How to write an agency brief
Our Commercial Director, Magali Bourcy, explains how to get the very best from your third party agency.
Sometimes, it’s better to hire a professional to do a job properly than try your best to do it yourself. When it comes to something as specific as creating a website for your business or rebranding it is worth considering a third party. At Deeson we have decades of experience designing and building websites for clients such as Imperial War Museums or ITV, with the creative and technical expertise, research and ideas that lie outside your own organisation’s core skillset.
Yet no outside agency can ever know your business as well as you do. That’s why a well-written brief is a vital part of the process. A proper commission will allow an agency to hit the ground running by detailing all the information up front, from deadlines and budget through to goals and available assets. Here are some ways to guide you towards writing the sort of brief that’s so good, agencies like us can hit the ground running:
Create the framework for a partnership
At Deeson we operate as a department within the client’s organisation – albeit a temporary one – ensuring we can fully understand your organisational culture as well as the specific needs of the task at hand.
For us to understand where you’re aiming and what your business challenges are, you have to let us in on the bigger picture. Don’t be protective about disclosure – secrecy doesn’t play to anyone’s favour. Instead, use the brief as the first step to making your chosen agency an extension of your team. Be transparent about how many insights you have already on the topic by sharing research as well as the technical details of the task.
Concentrate on the 'why' before you get to the 'how'
You may be working with an agency because your organisation wants a new asset delivered, so it’s understandable that you might want them to get straight to work making something.
But hold on a minute. Can you pinpoint exactly why you need that new project? Can you define the problem you currently experience that you believe it will solve? Can you explain why it plays into your business strategy?
If you can, then you’ve cracked a central goal of your agency brief. By answering the ‘why’ in your brief, you are moving beyond prescribing the solution you want – or that you think you want – by defining your ultimate goal.
By letting the agency in on your long-term strategy, you give them the opportunity to consider the wider perspective, rather than just creating specific functionality. Which leads us on to…
Create strategy before creating products
It’s easy to point at something that already exists – a rival’s website, perhaps, or some novel application seen in a different business sector – and tell us, “Build us one of these.” Yet without the context of ‘why’, this approach risks us executing your request to the very letter while, at the same time, missing the bigger picture.
What is the purpose of the project? What do you want the project to achieve? What’s the business challenge? Are you looking to target specific people? Do you even know your target audience?

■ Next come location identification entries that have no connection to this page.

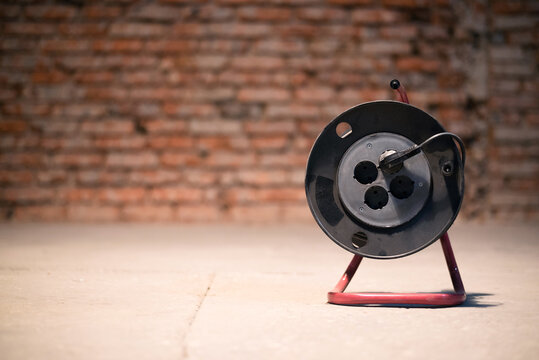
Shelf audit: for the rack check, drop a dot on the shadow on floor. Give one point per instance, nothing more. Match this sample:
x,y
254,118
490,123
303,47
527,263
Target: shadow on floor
x,y
474,300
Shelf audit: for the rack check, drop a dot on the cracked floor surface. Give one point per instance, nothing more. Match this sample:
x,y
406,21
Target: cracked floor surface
x,y
124,291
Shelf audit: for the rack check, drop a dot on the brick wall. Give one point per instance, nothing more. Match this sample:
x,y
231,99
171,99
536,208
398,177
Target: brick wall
x,y
205,111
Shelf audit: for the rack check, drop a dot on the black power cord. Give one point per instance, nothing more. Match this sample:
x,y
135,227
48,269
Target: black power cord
x,y
394,160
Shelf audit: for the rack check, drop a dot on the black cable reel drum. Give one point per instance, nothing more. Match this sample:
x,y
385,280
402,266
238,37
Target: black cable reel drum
x,y
385,180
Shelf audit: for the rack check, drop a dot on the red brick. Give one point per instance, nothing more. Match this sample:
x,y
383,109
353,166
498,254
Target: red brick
x,y
27,195
224,159
406,3
261,213
264,14
29,28
351,2
74,29
418,64
76,160
176,195
165,126
174,159
13,126
95,77
215,127
297,214
375,16
294,110
121,195
263,94
315,94
54,12
185,110
257,63
110,142
280,195
399,32
145,213
39,213
154,177
117,45
199,213
49,77
51,177
138,30
269,142
158,12
102,12
270,127
16,177
262,177
92,213
21,159
66,45
132,160
108,126
164,142
317,14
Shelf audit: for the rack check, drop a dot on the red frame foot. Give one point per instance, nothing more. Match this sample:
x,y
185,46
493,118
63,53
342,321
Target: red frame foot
x,y
339,297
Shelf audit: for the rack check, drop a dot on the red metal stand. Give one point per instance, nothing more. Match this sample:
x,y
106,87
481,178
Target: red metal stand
x,y
338,296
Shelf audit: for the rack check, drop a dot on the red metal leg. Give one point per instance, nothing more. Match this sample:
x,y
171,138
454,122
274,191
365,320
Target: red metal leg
x,y
338,296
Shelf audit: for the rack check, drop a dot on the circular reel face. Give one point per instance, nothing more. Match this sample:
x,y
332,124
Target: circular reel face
x,y
373,213
375,198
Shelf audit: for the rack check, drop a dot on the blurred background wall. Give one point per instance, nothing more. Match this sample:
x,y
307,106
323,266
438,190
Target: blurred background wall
x,y
181,110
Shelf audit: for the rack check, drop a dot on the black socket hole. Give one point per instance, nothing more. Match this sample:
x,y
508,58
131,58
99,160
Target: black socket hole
x,y
401,187
365,172
359,239
447,168
376,197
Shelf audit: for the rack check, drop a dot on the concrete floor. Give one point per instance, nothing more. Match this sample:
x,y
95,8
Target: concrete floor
x,y
222,292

Building time into the start of a project to discuss and create strategy is, paradoxically, a great way to save time. Don’t rush towards construction. Create a roadmap to success first to ensure that no one loses sight of the final objective.
Value a fresh perspective
The value of an agency’s fresh perspective to your business challenges cannot be overstated. Since agencies are used to working with multiple clients, it’s likely that a similar problem to the one you are facing has already cropped up in a different business sector. Even if your problem is new to us, as an interested outsider looking into your organisation, we are able to think outside of our business box. Using your brief to define the end state, without prescribing the exact method of achieving this, will give any agency the space they need to offer solutions that you might not have even thought of. Which again, leads us onto…
Don't be over-prescriptive
You might believe it will take two developers two months to complete the task but that’s based on the assumption that your proposed solution is the correct one. But what happens to that timetable – and the associated budget – if your agency starts to look at strategic planning, additional research and so on?
Of course deadlines and budgets are important and, as such, both must clearly be communicated up-front in the brief. As a business, you know what your time restraints are and what you can afford. But allocating specific costs are part of any agency’s role and they can find applicable solutions within those restraints. Deeson, for example, is so experienced completing projects for clients that we will have a clear understanding of how to schedule and staff your project.
Separate the 'must-haves' from the 'nice to haves'
This is a crucial split and thinking about it in advance can save a lot of agonising later on. What must the project absolutely deliver and what would it be nice to have, if time and budget allow for them? If the brief states these up front, you can be sure that the time and budget will be allocated in the right way.
Define what success will look like
Think about the Key Performance Indicators (KPIs) in advance and describe them, however broadly, in your brief. How do you want to define success and what are you going to do to measure it? It might require a strategy session to define the KPIs but it’s well worth doing so because a year down the line, you need to know whether you have been successful and whether the project has successfully created change.
Summing up
Think of your agency brief as a roadmap with your destination clearly marked but the exact route only pencilled in. While you might have some good ideas of what paths to take based on your existing knowledge, an agency such as Deeson, with its vast experience of faster roads, or perhaps just more satisfying sections of the journey, can guide you to your destination.